RZB’s not-quite-public offering

When Raiffeisen International went hunting for its first-ever CFO -- the final piece of the puzzle needed to make it a stand-alone, IPO-ready company -- it found a familiar face in Martin Grüll.

When Raiffeisen International went hunting for its first-ever CFO -- the final piece of the puzzle needed to make it a stand-alone, IPO-ready company -- it found a familiar face in Martin Grüll. The Vienna banker had been head of Bank Austria Creditanstalt’s Eastern European banking network until last year, but he spent the first 16 years of his career, until April 1998, at Raiffeisen’s parent company, RZB, where he was once chief of international corporate banking.

As Raiffeisen’s new CFO, Grüll, 45, says he will prepare a full audit and keep the bank on its slow, steady path to an eagerly awaited public offering. No time line has been laid out, in part because Raiffeisen’s formerly cash-strapped parent has been doing so well lately and has no need to raise funds by selling a stake in the sub. “For the time being, I can assure you we have enough capital,” says Grüll.

With net profits doubling last year, to roughly E430 million ($560.5 million), RZB’s core tier-1 capital ratio jumped to 11 percent from 7.5 percent. The big driver: Raiffeisen’s lucrative network of 15 banks operating in 16 Eastern European countries.

Moreover, Raiffeisen International, incorporated two years ago to attract new investors, raised E200 million in October when RZB sold 4 percent of the subsidiary to the World Bank’s International Finance Corp. and another 4 percent to the European Bank for Reconstruction and Development. That same month RZB’s shareholders, a group of regional Austrian cooperative banks, agreed to a E335.6 million capital increase through a rights offer.
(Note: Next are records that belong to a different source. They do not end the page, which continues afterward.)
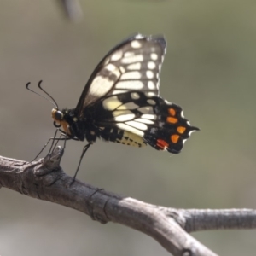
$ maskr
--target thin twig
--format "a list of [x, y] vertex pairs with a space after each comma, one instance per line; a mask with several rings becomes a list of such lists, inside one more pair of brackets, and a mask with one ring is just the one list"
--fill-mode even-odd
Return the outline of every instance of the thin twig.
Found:
[[[250, 209], [174, 209], [124, 197], [67, 176], [60, 166], [63, 149], [32, 163], [0, 157], [0, 187], [58, 203], [106, 224], [119, 223], [142, 231], [173, 255], [216, 256], [188, 232], [212, 229], [256, 228]], [[71, 185], [72, 183], [72, 185]]]

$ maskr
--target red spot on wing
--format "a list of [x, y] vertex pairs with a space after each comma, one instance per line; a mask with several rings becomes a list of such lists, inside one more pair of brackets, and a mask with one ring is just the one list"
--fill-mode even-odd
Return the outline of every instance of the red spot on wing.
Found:
[[176, 115], [176, 111], [174, 108], [169, 108], [168, 112], [171, 115], [175, 116]]
[[177, 128], [177, 131], [178, 133], [183, 134], [185, 132], [185, 131], [186, 131], [186, 127], [184, 127], [184, 126], [178, 126]]
[[172, 143], [177, 143], [178, 139], [179, 139], [179, 135], [173, 134], [173, 135], [171, 136], [170, 138], [171, 138], [171, 141], [172, 141]]
[[169, 147], [169, 144], [166, 141], [161, 140], [161, 139], [158, 139], [156, 141], [156, 145], [160, 148], [160, 149], [162, 149], [162, 150], [164, 150]]
[[166, 121], [170, 124], [176, 124], [177, 122], [177, 119], [172, 117], [167, 117]]

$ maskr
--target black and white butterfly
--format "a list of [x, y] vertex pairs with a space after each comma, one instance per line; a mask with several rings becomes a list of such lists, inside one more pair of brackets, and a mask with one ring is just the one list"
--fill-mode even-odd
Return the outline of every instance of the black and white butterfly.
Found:
[[166, 43], [137, 34], [111, 49], [89, 79], [75, 108], [52, 110], [56, 127], [89, 144], [96, 138], [179, 153], [192, 131], [183, 109], [159, 96]]

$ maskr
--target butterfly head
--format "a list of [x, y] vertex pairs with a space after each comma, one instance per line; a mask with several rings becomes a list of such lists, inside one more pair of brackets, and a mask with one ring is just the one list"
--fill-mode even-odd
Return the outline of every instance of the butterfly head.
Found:
[[51, 117], [54, 119], [54, 125], [57, 128], [62, 126], [64, 131], [70, 135], [69, 125], [65, 119], [65, 114], [58, 108], [55, 108], [51, 111]]

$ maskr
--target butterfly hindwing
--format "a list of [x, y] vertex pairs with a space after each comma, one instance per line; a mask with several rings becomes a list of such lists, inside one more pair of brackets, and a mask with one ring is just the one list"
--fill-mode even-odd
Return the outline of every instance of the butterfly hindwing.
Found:
[[[93, 107], [96, 125], [105, 140], [179, 153], [192, 127], [182, 108], [147, 92], [108, 96]], [[88, 108], [90, 111], [90, 108]]]
[[90, 144], [109, 142], [179, 153], [192, 131], [182, 108], [159, 96], [163, 37], [131, 37], [110, 50], [90, 77], [73, 109], [52, 110], [56, 127]]
[[163, 37], [140, 34], [112, 49], [90, 76], [76, 108], [78, 116], [102, 97], [131, 90], [159, 95], [161, 64], [166, 53]]

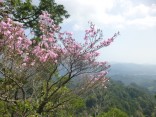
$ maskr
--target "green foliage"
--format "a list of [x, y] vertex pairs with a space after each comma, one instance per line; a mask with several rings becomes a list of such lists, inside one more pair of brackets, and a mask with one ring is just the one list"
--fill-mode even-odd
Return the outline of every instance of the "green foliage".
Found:
[[[86, 109], [90, 115], [107, 112], [117, 108], [134, 117], [151, 117], [155, 111], [156, 100], [146, 89], [131, 84], [111, 81], [107, 89], [97, 88], [85, 96]], [[92, 114], [91, 114], [92, 113]]]

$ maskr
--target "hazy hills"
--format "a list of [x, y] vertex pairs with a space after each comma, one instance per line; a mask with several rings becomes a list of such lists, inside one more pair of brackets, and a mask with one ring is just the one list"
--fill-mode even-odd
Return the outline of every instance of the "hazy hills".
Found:
[[140, 65], [129, 63], [111, 64], [109, 76], [124, 84], [136, 83], [156, 92], [156, 65]]

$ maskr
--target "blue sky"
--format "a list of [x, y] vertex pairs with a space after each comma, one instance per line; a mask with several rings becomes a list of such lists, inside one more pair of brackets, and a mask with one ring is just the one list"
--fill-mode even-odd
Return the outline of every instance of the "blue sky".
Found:
[[100, 50], [100, 61], [156, 64], [155, 0], [55, 0], [71, 15], [61, 24], [82, 41], [88, 21], [103, 30], [104, 38], [120, 36]]

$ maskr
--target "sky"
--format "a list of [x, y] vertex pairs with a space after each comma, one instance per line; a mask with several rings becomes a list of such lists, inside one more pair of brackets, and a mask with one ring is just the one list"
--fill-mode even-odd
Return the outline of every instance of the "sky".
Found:
[[101, 49], [99, 60], [156, 64], [156, 0], [55, 0], [70, 14], [62, 31], [82, 41], [88, 21], [103, 31], [104, 39], [120, 35]]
“The basic reason we might eventually do a public offering is to finance growth in Eastern Europe, either organically or through acquisition,” says Grüll. “If you extrapolate from the past, in coming years we will need further funds to keep our growth going, and so we may still turn to the markets.”

Investors may just have to wait longer than expected for a piece of the action.